We’re pinning holiday ideas onto Pinterest. And I’m getting pretty excited about my mailbox, just like Tsh mentioned on Monday. It’s Christmas card season!
Svetlana Alliluveya (aka Lana Peters) described our tradition perfectly when she said:
“One good thing about not seeing you is that I can write you letters.”
I’ve got some ideas for sending Christmas cards that I want to share with you. I also have some tips for what to do with all those holiday cards when January rolls into town.
First up: ideas for sending cards
1. Make it matter.
A few Christmases ago when I was living in Berlin, Germany, I received a holiday card from some friends. I was pretty excited as I tore open the envelope on my way up the stairs to my apartment. Then I froze.
They didn’t pause to sign their names. They just printed off a sheet of labels that said “Merry Christmas from Jack and Jill” and stuck one in the card.
We have this societal expectation that everyone must send cards. You don’t have to. Some years, life is too busy. The people who care about you get that you have your hands full. Skip cards this season if you need to. But when you do send them, make them matter.
Add a personal note. Pass the card around the table for everyone to sign. Add some x’s and o’s.
2. Send fun photos.
When I was young, one of my aunts always tucked a traditional family photo in the holiday cards she sent like everybody else. What was unique was that she also took the time to add a photo of my cousins and me camping, eating ice cream, driving go-carts – something fun from that year.
That gesture is even bigger these days as most of us take hundreds of photographs and store them on our computers. We rarely get prints of any of our photos.
I make it a regular habit to send fun photos with the letters and Christmas cards I write (like the photo above!).
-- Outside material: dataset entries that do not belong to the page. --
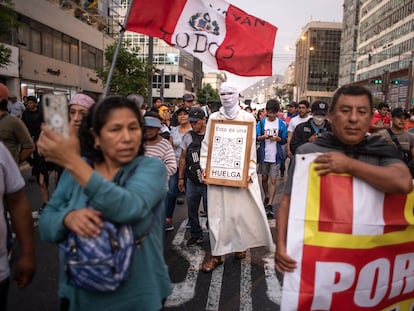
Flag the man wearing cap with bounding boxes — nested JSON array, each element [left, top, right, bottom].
[[144, 111, 176, 179], [0, 83, 34, 164], [178, 107, 207, 246], [290, 100, 332, 155], [376, 107, 414, 177], [199, 82, 274, 272], [284, 102, 298, 125]]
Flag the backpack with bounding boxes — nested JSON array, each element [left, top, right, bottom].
[[185, 130, 204, 184], [60, 162, 160, 292]]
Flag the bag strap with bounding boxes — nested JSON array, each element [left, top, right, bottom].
[[386, 128, 412, 162], [86, 157, 161, 246]]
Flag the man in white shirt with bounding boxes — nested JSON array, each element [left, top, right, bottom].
[[287, 100, 311, 158]]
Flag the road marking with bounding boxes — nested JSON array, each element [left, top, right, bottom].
[[264, 219, 282, 305], [165, 218, 281, 309], [240, 249, 252, 311], [206, 262, 224, 311], [164, 219, 206, 307]]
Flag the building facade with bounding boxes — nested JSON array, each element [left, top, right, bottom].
[[354, 0, 414, 107], [0, 0, 118, 100], [118, 0, 203, 105], [294, 21, 342, 103]]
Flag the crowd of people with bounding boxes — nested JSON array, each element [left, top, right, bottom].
[[0, 81, 413, 310]]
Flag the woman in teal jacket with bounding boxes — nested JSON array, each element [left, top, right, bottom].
[[38, 96, 171, 311]]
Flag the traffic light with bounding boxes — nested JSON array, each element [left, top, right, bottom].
[[369, 79, 382, 84], [391, 80, 399, 85]]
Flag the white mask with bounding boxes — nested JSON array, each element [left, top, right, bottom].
[[313, 115, 326, 126], [219, 82, 240, 119], [410, 116, 414, 122]]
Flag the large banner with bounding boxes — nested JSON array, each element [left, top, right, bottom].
[[282, 153, 414, 311]]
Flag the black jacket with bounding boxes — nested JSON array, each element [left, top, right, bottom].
[[290, 118, 331, 155]]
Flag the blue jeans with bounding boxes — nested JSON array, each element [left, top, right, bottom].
[[165, 172, 179, 219], [186, 179, 207, 239]]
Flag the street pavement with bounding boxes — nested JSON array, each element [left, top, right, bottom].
[[8, 168, 285, 311]]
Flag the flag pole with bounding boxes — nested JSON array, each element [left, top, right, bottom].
[[102, 0, 135, 97]]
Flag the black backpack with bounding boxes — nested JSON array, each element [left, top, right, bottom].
[[185, 131, 204, 184]]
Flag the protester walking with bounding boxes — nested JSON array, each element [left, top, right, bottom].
[[38, 95, 171, 311], [200, 82, 274, 272]]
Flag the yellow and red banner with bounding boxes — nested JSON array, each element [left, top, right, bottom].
[[282, 153, 414, 311]]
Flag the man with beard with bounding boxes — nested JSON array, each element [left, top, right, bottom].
[[199, 82, 274, 272], [290, 101, 331, 155]]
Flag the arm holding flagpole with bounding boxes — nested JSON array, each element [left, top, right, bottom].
[[102, 0, 135, 97]]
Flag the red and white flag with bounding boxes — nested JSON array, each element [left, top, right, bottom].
[[125, 0, 278, 76]]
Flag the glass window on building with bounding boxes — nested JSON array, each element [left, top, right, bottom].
[[16, 22, 30, 49], [42, 31, 53, 58], [53, 30, 62, 60], [31, 29, 41, 54]]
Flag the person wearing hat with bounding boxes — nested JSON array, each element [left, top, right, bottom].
[[177, 107, 207, 246], [143, 111, 176, 179], [158, 105, 171, 140], [165, 106, 191, 231], [375, 107, 414, 178], [199, 81, 274, 272], [290, 100, 332, 155], [284, 102, 299, 125], [170, 94, 195, 127], [68, 93, 95, 130]]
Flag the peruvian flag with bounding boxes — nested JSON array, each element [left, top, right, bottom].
[[125, 0, 278, 76]]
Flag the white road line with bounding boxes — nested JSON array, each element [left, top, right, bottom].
[[205, 262, 224, 311], [165, 219, 206, 307], [240, 249, 252, 311], [264, 218, 282, 305]]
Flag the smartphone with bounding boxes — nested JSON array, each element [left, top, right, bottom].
[[42, 94, 69, 138]]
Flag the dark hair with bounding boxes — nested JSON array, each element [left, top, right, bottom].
[[26, 96, 37, 103], [266, 99, 280, 112], [144, 110, 162, 120], [79, 95, 145, 163], [0, 99, 7, 111], [377, 102, 389, 110], [330, 85, 373, 113], [298, 100, 310, 108]]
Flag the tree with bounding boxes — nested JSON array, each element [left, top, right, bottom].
[[196, 84, 220, 105], [0, 0, 16, 68], [96, 41, 149, 97]]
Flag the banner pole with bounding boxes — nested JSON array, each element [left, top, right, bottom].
[[102, 0, 135, 97]]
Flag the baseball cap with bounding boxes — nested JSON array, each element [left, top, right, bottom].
[[311, 101, 328, 116], [183, 94, 195, 101], [286, 102, 298, 108], [391, 107, 409, 118], [188, 107, 205, 122], [0, 83, 9, 101]]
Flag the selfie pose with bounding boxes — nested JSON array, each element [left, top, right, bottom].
[[38, 96, 171, 311]]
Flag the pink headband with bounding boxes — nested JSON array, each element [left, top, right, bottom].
[[69, 93, 95, 109]]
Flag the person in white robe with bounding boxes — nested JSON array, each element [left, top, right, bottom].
[[199, 82, 275, 272]]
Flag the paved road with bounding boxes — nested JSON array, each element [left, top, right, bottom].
[[8, 168, 285, 311]]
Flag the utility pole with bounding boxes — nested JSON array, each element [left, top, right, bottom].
[[147, 36, 153, 107]]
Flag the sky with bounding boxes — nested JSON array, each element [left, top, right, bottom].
[[206, 0, 344, 92]]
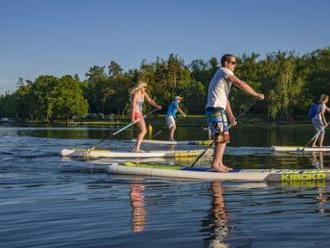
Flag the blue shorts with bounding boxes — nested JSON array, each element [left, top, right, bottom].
[[206, 107, 230, 142]]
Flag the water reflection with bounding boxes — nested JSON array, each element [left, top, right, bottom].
[[130, 181, 146, 232], [2, 123, 329, 147], [204, 181, 230, 248], [311, 151, 324, 168]]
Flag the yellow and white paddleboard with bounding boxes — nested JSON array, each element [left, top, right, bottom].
[[60, 148, 211, 159], [108, 162, 330, 182], [272, 146, 330, 152], [131, 139, 213, 146]]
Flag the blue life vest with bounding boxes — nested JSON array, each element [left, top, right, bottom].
[[308, 103, 320, 119]]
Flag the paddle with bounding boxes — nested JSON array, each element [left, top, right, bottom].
[[304, 122, 330, 147], [153, 116, 181, 138], [189, 100, 257, 168], [86, 108, 159, 153], [153, 128, 165, 138]]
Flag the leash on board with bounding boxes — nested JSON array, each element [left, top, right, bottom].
[[189, 99, 258, 168], [304, 122, 330, 148], [85, 108, 160, 154]]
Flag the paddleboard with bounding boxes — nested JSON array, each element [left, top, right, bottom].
[[60, 148, 210, 159], [272, 146, 330, 152], [108, 162, 330, 182], [131, 139, 213, 146]]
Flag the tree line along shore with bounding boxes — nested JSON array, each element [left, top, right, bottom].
[[0, 48, 329, 124]]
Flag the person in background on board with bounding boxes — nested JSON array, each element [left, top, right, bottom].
[[130, 81, 162, 152], [166, 96, 186, 141], [311, 94, 330, 148], [206, 54, 264, 172]]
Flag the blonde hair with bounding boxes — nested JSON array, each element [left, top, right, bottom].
[[319, 94, 329, 104], [130, 80, 147, 95]]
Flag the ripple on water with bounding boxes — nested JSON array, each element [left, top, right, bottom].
[[1, 127, 330, 247]]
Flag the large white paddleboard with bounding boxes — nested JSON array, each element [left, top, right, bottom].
[[132, 139, 213, 146], [272, 146, 330, 152], [60, 148, 210, 159], [108, 162, 330, 182]]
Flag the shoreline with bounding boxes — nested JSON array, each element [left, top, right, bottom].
[[0, 114, 314, 127]]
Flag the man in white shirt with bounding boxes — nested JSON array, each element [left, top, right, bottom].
[[206, 54, 264, 172]]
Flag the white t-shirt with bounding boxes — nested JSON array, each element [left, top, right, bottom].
[[206, 67, 234, 109]]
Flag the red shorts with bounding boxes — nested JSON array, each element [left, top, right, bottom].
[[132, 111, 143, 122]]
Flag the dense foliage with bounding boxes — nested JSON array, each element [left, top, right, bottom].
[[1, 47, 329, 122]]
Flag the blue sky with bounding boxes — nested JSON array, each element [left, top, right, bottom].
[[0, 0, 329, 93]]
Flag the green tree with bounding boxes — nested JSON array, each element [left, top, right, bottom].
[[52, 75, 88, 119], [32, 75, 59, 121], [85, 65, 112, 114], [304, 47, 330, 98], [108, 60, 123, 78], [181, 80, 206, 114], [14, 78, 37, 120], [231, 53, 262, 114], [261, 52, 306, 122]]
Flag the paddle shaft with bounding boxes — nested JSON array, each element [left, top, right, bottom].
[[113, 118, 144, 136], [153, 116, 181, 138], [305, 122, 330, 147], [190, 100, 257, 168], [189, 141, 214, 168], [189, 122, 237, 168], [89, 108, 159, 149]]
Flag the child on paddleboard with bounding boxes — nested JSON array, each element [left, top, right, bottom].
[[311, 94, 330, 147]]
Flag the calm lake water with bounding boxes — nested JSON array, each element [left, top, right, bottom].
[[1, 122, 330, 248]]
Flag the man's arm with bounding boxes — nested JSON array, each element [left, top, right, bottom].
[[226, 100, 237, 126], [227, 75, 264, 100], [178, 107, 186, 117]]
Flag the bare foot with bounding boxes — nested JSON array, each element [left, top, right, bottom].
[[219, 164, 233, 171], [211, 166, 231, 173], [133, 149, 145, 153]]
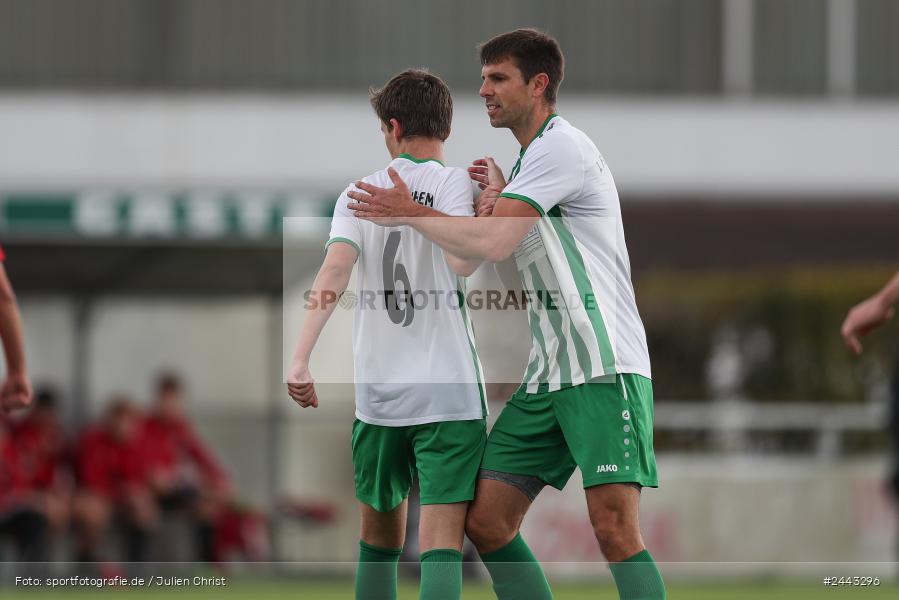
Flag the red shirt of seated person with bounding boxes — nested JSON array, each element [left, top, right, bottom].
[[10, 389, 68, 493], [0, 422, 30, 513], [140, 374, 230, 496], [76, 399, 149, 502]]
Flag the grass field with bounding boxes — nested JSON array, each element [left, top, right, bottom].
[[3, 580, 898, 599]]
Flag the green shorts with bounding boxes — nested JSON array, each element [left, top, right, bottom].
[[352, 418, 486, 513], [482, 374, 658, 490]]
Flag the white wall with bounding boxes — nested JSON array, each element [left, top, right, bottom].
[[86, 297, 272, 410], [13, 295, 272, 416], [527, 456, 897, 577], [1, 94, 898, 197]]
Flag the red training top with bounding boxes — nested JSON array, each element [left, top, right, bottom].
[[141, 415, 229, 490], [76, 425, 148, 501]]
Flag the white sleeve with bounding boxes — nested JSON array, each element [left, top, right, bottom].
[[326, 186, 363, 254], [499, 134, 584, 216], [437, 168, 476, 217]]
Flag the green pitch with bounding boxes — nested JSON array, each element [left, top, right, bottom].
[[3, 580, 898, 599]]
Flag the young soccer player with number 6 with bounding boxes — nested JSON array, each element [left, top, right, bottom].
[[287, 70, 487, 600]]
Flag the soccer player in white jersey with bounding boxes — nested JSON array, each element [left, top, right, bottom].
[[348, 30, 666, 600], [287, 70, 486, 600]]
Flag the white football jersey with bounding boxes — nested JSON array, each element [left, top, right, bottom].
[[328, 154, 487, 426], [499, 115, 651, 393]]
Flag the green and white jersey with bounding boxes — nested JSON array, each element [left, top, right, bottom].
[[328, 154, 487, 426], [499, 115, 651, 393]]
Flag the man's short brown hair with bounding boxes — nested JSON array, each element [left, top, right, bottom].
[[370, 69, 453, 141], [479, 28, 565, 105], [156, 371, 183, 395]]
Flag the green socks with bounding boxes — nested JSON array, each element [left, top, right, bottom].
[[479, 533, 553, 599], [608, 549, 666, 599], [419, 548, 463, 600], [356, 538, 662, 600], [355, 540, 402, 600], [356, 542, 462, 600]]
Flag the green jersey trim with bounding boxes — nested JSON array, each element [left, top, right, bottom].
[[547, 206, 616, 373], [499, 193, 545, 216], [527, 113, 558, 149], [398, 153, 445, 167], [508, 113, 558, 182], [324, 236, 361, 254]]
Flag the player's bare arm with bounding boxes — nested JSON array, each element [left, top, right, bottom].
[[841, 269, 899, 354], [348, 167, 539, 262], [287, 242, 357, 408], [445, 254, 482, 278], [0, 263, 32, 412]]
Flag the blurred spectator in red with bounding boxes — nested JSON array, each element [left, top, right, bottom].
[[0, 388, 71, 562], [142, 372, 232, 562], [0, 417, 47, 562], [71, 397, 157, 563]]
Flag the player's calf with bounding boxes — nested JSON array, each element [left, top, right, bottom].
[[587, 485, 665, 599], [464, 478, 552, 600]]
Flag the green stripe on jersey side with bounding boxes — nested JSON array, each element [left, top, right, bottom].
[[529, 262, 571, 389], [536, 228, 594, 384], [547, 206, 616, 373], [519, 264, 541, 389], [522, 349, 541, 389], [526, 282, 552, 390], [499, 193, 545, 217], [324, 236, 361, 254], [566, 312, 593, 385], [521, 267, 550, 392], [456, 286, 487, 416]]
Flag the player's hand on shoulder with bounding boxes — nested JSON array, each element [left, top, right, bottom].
[[1, 371, 33, 412], [468, 157, 506, 191], [841, 293, 895, 355], [470, 157, 506, 217], [347, 168, 416, 226], [287, 362, 319, 408]]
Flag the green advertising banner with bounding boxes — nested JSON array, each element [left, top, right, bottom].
[[0, 191, 335, 240]]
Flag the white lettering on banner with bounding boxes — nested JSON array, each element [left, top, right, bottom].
[[5, 191, 332, 239], [76, 191, 119, 236], [236, 194, 273, 237], [131, 192, 175, 235], [187, 192, 228, 237]]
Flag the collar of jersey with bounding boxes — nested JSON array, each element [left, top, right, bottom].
[[397, 153, 445, 167], [519, 113, 559, 156]]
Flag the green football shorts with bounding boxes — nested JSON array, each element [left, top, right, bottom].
[[482, 374, 658, 490], [351, 418, 487, 513]]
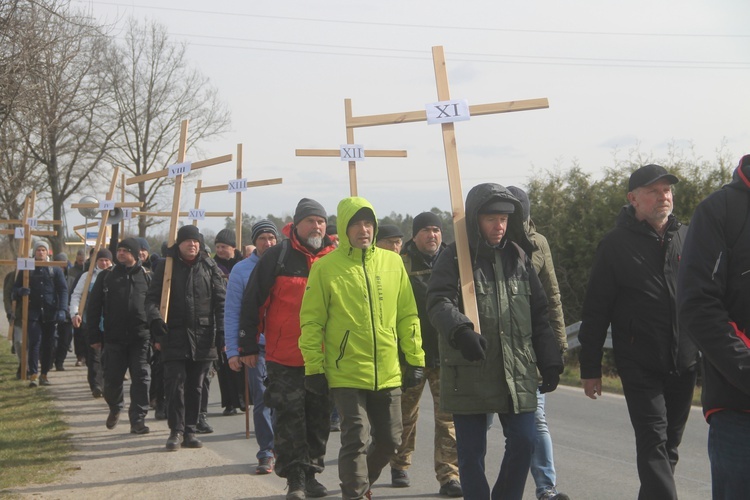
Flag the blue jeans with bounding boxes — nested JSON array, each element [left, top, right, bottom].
[[455, 411, 536, 500], [708, 410, 750, 500], [247, 345, 274, 459], [531, 391, 557, 498]]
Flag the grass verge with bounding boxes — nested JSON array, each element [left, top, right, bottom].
[[561, 363, 702, 406], [0, 340, 71, 492]]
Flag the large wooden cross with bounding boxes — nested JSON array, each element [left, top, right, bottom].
[[70, 167, 145, 319], [0, 192, 66, 380], [296, 99, 407, 196], [346, 46, 549, 332], [126, 119, 232, 321], [195, 144, 283, 248]]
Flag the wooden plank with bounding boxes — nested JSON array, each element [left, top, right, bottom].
[[132, 211, 233, 217], [195, 178, 283, 194], [235, 144, 243, 249], [71, 201, 143, 209], [295, 149, 407, 158], [125, 153, 233, 185]]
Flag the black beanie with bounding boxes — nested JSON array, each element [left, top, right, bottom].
[[412, 212, 442, 235], [176, 225, 201, 246], [136, 237, 150, 252], [377, 224, 403, 240], [95, 247, 113, 262], [348, 207, 375, 228], [506, 186, 531, 221], [251, 219, 279, 244], [117, 238, 140, 261], [293, 198, 327, 225], [215, 228, 236, 248]]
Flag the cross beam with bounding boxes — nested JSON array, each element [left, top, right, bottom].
[[345, 46, 549, 332]]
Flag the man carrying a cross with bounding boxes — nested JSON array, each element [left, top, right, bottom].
[[146, 224, 226, 451], [426, 183, 563, 500], [14, 241, 69, 387]]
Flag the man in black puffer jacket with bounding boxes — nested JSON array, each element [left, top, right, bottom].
[[146, 225, 225, 451], [86, 238, 152, 434], [678, 153, 750, 500], [579, 164, 698, 500]]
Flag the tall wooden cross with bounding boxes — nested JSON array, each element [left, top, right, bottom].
[[0, 192, 66, 380], [126, 119, 232, 321], [346, 46, 549, 332], [70, 167, 145, 319], [296, 99, 407, 196], [195, 143, 283, 248]]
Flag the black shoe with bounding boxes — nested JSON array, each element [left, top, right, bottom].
[[305, 471, 328, 498], [92, 388, 103, 398], [166, 430, 182, 451], [439, 479, 463, 497], [182, 432, 203, 449], [391, 468, 410, 487], [539, 491, 570, 500], [106, 409, 120, 429], [55, 363, 65, 371], [222, 406, 238, 416], [155, 400, 167, 420], [196, 413, 214, 434], [286, 468, 306, 500], [130, 421, 150, 434]]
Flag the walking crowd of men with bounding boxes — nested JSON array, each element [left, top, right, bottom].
[[5, 155, 750, 500]]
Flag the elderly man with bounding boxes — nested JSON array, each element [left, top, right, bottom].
[[239, 199, 336, 499], [146, 225, 225, 451], [375, 224, 403, 253], [579, 165, 698, 500], [300, 196, 425, 500]]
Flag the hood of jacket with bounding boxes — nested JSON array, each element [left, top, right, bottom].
[[465, 183, 533, 256], [729, 154, 750, 193], [336, 197, 378, 259]]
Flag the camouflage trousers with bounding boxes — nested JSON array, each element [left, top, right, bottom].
[[264, 361, 331, 478], [390, 366, 459, 484]]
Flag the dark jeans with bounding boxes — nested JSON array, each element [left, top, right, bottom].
[[200, 365, 212, 414], [149, 349, 164, 403], [102, 340, 151, 425], [164, 358, 211, 434], [619, 366, 696, 500], [87, 344, 103, 393], [454, 411, 536, 500], [54, 321, 73, 367], [332, 387, 402, 499], [217, 355, 243, 410], [247, 346, 274, 459], [73, 325, 87, 359], [265, 362, 330, 478], [708, 410, 750, 500], [28, 320, 56, 376]]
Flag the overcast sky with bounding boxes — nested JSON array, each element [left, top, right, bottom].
[[74, 0, 750, 235]]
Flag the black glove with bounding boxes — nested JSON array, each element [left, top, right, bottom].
[[6, 312, 13, 322], [304, 373, 329, 396], [55, 310, 67, 323], [402, 364, 424, 389], [150, 319, 168, 341], [453, 326, 488, 362], [539, 368, 560, 394], [16, 287, 30, 297]]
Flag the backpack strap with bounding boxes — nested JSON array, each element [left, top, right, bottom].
[[273, 239, 291, 277]]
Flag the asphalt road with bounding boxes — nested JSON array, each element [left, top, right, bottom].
[[199, 382, 712, 499]]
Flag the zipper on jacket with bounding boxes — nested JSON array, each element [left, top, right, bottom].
[[336, 330, 351, 369], [362, 251, 378, 390]]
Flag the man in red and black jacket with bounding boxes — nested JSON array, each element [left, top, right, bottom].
[[238, 198, 336, 500], [678, 153, 750, 500]]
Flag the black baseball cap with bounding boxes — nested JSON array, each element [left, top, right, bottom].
[[628, 164, 679, 192]]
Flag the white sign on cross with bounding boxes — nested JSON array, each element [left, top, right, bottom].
[[345, 46, 549, 332]]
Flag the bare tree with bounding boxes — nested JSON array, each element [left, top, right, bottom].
[[104, 18, 231, 237], [9, 3, 118, 253]]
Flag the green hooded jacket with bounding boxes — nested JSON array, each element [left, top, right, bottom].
[[299, 197, 425, 390]]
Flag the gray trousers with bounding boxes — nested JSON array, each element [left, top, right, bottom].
[[332, 387, 402, 499]]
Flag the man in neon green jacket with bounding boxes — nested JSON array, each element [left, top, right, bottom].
[[300, 196, 425, 500]]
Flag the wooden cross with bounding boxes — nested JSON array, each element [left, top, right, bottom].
[[346, 46, 549, 332], [69, 167, 145, 320], [296, 99, 407, 196], [126, 119, 232, 321], [0, 191, 66, 380], [195, 143, 283, 248]]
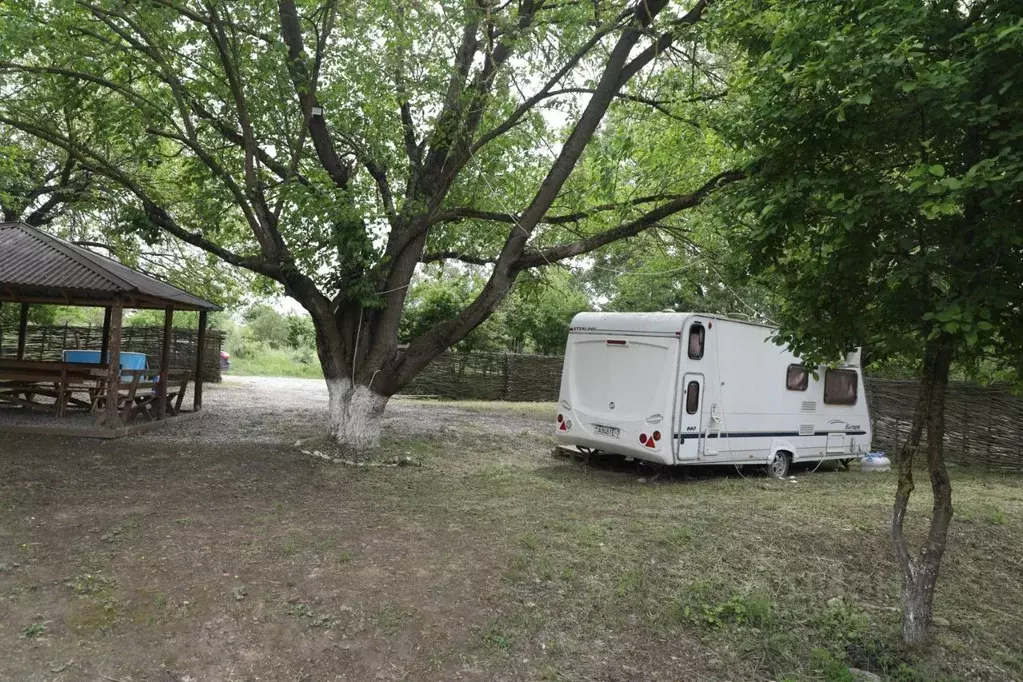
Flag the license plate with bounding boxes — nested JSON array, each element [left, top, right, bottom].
[[593, 424, 620, 438]]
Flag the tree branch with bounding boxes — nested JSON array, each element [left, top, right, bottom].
[[278, 0, 352, 190], [517, 169, 744, 267], [0, 114, 277, 279], [618, 0, 711, 86], [469, 7, 634, 155], [545, 87, 702, 126], [420, 250, 496, 266], [0, 62, 177, 125], [397, 0, 684, 383], [204, 1, 283, 261], [433, 192, 692, 227], [423, 171, 744, 268]]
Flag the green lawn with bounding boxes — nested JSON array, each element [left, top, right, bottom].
[[227, 348, 324, 379], [3, 396, 1020, 680]]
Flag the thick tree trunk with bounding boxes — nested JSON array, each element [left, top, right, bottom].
[[325, 377, 389, 457], [308, 302, 397, 458], [891, 334, 955, 647]]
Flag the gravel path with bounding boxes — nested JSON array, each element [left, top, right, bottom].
[[0, 375, 555, 447]]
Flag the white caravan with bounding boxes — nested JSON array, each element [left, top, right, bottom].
[[554, 313, 871, 477]]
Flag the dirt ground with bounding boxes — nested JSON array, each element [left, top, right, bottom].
[[2, 377, 1022, 681]]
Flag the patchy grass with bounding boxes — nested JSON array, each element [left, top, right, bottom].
[[1, 392, 1021, 680], [395, 398, 558, 420], [479, 455, 1023, 681], [64, 572, 116, 596], [20, 622, 45, 639]]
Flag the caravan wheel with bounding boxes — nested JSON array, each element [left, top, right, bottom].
[[767, 451, 791, 479]]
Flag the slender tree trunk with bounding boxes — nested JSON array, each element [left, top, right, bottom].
[[891, 333, 955, 646]]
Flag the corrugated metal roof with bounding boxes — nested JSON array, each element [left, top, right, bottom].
[[0, 222, 221, 311]]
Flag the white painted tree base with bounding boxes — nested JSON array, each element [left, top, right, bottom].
[[325, 378, 389, 457]]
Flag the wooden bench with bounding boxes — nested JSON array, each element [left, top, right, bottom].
[[93, 368, 191, 425]]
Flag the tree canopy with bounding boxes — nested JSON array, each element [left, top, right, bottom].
[[0, 0, 743, 450]]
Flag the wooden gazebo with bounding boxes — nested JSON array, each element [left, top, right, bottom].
[[0, 222, 221, 437]]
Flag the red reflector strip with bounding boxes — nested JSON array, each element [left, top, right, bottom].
[[606, 339, 627, 346]]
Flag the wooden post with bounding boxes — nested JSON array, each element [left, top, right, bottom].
[[16, 302, 29, 360], [105, 300, 123, 430], [194, 310, 208, 411], [100, 306, 112, 362], [156, 306, 173, 419]]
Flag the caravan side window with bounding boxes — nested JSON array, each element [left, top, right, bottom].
[[824, 369, 858, 405], [786, 364, 809, 391], [685, 381, 700, 414], [687, 323, 705, 360]]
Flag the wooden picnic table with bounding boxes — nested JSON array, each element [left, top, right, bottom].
[[0, 359, 109, 418], [0, 360, 191, 425]]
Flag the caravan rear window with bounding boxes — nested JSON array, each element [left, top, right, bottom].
[[687, 323, 705, 360], [685, 381, 700, 414], [824, 369, 858, 405], [786, 364, 809, 391]]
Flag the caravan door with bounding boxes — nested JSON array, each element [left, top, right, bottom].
[[675, 373, 704, 461]]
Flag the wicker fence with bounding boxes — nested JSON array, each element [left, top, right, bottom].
[[402, 352, 563, 402], [0, 324, 225, 382], [403, 353, 1023, 471], [865, 378, 1023, 472]]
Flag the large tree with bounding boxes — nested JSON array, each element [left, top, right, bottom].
[[0, 0, 738, 453], [713, 0, 1023, 645]]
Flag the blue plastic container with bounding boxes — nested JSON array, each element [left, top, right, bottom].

You’d be surprised how many of these photos end up on bedroom mirrors, bulletin boards, and refrigerators… places where professional photos of each other’s families never end up.
Second: ideas for saving cards
Johann Wolfgang von Goethe wrote, “Letters are among the most significant memorial a person can leave behind them.”
It’s true. Last year, I shared a slew of ideas with you on how to repurpose cards. Today, let’s talk about the cards you want to keep.
1. Leave cards as they are, but repurpose them into something new.
What on earth do I mean by that? Let Sara from the simple living blog, Go Gingham, show you:
Photo by Sara Tetreault
This bundle of old Christmas cards belonged to Sara’s great grandmother, Clara. Clara collected the sentiments from her family and friends and tied them with string. On the blank portion of each card, she wrote her most-used recipes. There’s everything from lotion to pickles.
Now it’s a family heirloom of holiday stories and recipes.
(Oh! And lest you say card collecting is a waste, here’s an incredible story: if Sara hadn’t blogged about this collection of cards, we never would have known: we’re second cousins. Clara is my great grandmother, too.)
2. Hang onto cards from an incredible friend, then return them.
About eight years ago, my grandma’s best friend from college was moving to a retirement center. She sent my grandma a zipped plastic bag of about forty cards that my grandma had written to her over the years.
Who would have thought to keep such a collection? It’s one of the greatest gifts my grandma or any of us could have received.
I got to read about my dad’s first Christmas from my grandma’s perspective!
Now I encourage you to keep all the warm notes from a few good friends, too. Don’t tell them. Then one day, mail those letters back.
3. Put cards in a book.
The third way my extended family celebrates handwritten cards we’ve received is in journals like this one from Gadanke:
Photo by Katie Clemons
What good are the cards that tell the stories and celebrate the milestones of our lives if they are in a shoebox under the bed? I think we need them out where we can flip through them and celebrate all the stories of people who have touched us.
I keep this journal on the bookcase near my bed and add a card or two every so often. I have an old postcard from my brother asking for more candy at Scout camp. There are encouraging cards my mom sent while I was away at college. There are notes from new friends and old. And to tie in with Christmas, there are plenty of those cards, too… including one from the big red guy himself.
Otherwise, where would those cards go? In the trash? In a shoebox in the back of the closet?
This season, I challenge you to add a little extra heart into your holiday cards – the ones you send and the ones you receive. You just never know how your notes will touch people for years to come.
Will you be sending holiday cards this season?